Data Parallelism

Data parallelism (DP) splits inference requests into multiple batches and allocates them to different compute devices for parallel processing. These devices process different batches of data in parallel, and then merge the results.

Constraints

  • This feature is supported by the Atlas 800I A2 inference server and Atlas 800I A3 SuperPoD Server.
  • The Attention and MLP modules of all models, and the LM Head module of DeepSeek-V2 support DP.
  • DP can be used together with tensor parallelism in the same module.

Parameters

Table 1 describes the supplementary parameters that need to be set to enable DP.

Table 1 Supplementary parameters of the DP feature: ModelConfig in ModelDeployConfig

Parameter

Value Type

Value Range

Description

tp

int32_t

  • If dp is not set or is set to -1, the value is identical to that of the worldSize parameter.
  • When used together with dp, the value of tp × dp must be equal to that of the worldSize parameter.

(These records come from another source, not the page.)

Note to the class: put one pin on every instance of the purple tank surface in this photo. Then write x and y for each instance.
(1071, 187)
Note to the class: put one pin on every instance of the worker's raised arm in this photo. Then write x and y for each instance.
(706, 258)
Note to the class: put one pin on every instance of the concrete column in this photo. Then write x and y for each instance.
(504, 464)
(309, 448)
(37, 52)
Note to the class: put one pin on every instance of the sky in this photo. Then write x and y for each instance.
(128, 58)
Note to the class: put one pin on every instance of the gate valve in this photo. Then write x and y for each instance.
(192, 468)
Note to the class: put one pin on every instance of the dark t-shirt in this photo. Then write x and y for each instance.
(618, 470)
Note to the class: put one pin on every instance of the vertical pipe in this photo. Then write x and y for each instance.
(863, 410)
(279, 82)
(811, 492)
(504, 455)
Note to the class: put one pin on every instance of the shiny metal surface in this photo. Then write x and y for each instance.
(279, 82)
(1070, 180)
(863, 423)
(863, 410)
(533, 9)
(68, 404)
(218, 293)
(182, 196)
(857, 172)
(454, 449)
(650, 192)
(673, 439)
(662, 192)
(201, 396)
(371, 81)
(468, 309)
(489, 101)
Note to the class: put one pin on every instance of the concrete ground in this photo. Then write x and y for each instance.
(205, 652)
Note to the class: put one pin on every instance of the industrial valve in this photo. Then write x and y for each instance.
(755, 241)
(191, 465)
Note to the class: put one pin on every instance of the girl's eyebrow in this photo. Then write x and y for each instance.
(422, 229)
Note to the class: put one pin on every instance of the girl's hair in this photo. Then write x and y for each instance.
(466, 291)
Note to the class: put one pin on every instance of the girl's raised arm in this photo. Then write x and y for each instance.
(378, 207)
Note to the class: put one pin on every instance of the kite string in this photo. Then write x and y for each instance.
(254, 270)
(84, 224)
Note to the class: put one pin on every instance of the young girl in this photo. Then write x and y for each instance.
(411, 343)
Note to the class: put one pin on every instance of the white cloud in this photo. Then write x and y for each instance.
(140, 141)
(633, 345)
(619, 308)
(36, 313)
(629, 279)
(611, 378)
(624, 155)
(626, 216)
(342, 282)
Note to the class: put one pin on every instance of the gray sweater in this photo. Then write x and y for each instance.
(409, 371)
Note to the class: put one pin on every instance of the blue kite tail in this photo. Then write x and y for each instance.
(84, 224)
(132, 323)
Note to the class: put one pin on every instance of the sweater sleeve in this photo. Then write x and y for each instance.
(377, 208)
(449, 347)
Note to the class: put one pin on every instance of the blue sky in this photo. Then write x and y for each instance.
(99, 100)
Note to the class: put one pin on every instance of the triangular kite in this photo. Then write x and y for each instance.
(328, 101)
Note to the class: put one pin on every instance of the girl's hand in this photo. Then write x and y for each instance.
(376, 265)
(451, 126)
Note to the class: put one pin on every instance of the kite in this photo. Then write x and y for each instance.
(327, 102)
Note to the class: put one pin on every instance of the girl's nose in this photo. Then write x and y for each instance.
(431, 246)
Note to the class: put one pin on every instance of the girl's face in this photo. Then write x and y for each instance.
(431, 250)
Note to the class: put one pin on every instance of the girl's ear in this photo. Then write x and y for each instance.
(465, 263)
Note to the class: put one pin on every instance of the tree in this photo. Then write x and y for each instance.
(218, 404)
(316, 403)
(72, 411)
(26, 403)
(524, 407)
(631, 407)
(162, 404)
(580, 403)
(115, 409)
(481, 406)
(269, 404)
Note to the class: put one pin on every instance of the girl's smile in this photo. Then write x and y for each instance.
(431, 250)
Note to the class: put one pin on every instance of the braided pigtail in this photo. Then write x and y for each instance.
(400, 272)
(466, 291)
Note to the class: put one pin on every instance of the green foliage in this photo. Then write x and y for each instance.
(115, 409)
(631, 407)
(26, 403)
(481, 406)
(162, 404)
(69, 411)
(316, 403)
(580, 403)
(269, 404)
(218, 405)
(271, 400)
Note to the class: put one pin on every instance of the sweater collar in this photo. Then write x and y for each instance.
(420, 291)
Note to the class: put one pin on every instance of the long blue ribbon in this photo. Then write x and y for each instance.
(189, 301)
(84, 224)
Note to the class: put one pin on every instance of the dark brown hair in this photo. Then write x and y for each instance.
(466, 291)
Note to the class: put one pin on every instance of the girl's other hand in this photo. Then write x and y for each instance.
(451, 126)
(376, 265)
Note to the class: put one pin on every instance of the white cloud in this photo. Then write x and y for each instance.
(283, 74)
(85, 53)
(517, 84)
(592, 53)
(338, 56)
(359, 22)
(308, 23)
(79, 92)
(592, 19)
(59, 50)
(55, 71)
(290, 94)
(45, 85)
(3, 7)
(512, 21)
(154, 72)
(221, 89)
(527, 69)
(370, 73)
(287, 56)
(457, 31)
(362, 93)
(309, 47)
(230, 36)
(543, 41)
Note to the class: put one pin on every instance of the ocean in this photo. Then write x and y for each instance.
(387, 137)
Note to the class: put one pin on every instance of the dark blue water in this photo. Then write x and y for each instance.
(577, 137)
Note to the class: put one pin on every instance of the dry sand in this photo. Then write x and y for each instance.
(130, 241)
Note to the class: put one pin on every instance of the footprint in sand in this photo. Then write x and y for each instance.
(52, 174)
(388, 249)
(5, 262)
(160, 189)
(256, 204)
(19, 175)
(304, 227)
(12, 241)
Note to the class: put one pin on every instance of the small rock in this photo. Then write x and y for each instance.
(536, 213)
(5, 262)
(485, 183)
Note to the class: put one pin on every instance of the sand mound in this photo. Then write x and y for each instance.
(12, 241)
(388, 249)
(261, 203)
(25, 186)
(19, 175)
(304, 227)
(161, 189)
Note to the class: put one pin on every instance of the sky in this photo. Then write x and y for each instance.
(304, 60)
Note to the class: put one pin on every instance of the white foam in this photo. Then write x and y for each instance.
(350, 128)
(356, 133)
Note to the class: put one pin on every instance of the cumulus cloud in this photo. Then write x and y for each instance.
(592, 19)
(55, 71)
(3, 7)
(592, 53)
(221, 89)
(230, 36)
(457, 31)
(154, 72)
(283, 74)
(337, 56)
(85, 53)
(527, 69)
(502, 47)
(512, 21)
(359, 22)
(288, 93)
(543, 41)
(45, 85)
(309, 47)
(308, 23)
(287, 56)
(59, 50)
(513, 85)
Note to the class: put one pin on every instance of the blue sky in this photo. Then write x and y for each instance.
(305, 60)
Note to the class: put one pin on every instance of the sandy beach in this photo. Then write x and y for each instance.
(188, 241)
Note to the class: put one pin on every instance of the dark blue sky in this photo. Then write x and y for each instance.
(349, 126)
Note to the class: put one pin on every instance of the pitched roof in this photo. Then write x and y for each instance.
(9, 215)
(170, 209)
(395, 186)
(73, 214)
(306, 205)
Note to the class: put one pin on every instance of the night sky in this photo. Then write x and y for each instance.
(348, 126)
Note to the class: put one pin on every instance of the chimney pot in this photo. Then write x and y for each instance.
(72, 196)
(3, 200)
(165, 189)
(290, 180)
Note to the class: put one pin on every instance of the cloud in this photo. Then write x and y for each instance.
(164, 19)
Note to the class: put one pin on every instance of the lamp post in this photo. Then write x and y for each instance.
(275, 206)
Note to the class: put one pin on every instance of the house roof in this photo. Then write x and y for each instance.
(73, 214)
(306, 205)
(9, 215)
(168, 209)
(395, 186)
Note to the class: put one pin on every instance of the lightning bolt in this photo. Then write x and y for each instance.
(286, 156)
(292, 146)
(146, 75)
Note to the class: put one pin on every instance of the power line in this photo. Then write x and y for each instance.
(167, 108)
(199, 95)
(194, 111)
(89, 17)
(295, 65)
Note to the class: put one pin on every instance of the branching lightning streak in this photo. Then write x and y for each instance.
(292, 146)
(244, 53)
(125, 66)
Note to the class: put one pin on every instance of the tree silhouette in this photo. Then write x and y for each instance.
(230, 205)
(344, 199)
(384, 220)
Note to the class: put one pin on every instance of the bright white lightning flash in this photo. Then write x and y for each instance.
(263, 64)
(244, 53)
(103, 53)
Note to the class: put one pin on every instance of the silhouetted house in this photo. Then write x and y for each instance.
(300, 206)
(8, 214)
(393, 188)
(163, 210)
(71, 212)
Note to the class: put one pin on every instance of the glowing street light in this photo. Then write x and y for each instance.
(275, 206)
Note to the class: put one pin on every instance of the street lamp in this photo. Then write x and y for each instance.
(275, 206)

    For example, if worldSize is set to 8 and dp is set to 2, the value of tp must be 4.

Number of tensor parallelism processes on the entire network.

(Optional) The default value is the value of worldSize.

dp

int32_t

  • If this parallelism mode is not used, the value is -1.
  • When used together with tp, the value of dp × tp must be equal to that of the worldSize parameter.

    For example, if worldSize is set to 8 and tp is set to 4, the value of dp must be 2.

Number of DP processes in the Attention module.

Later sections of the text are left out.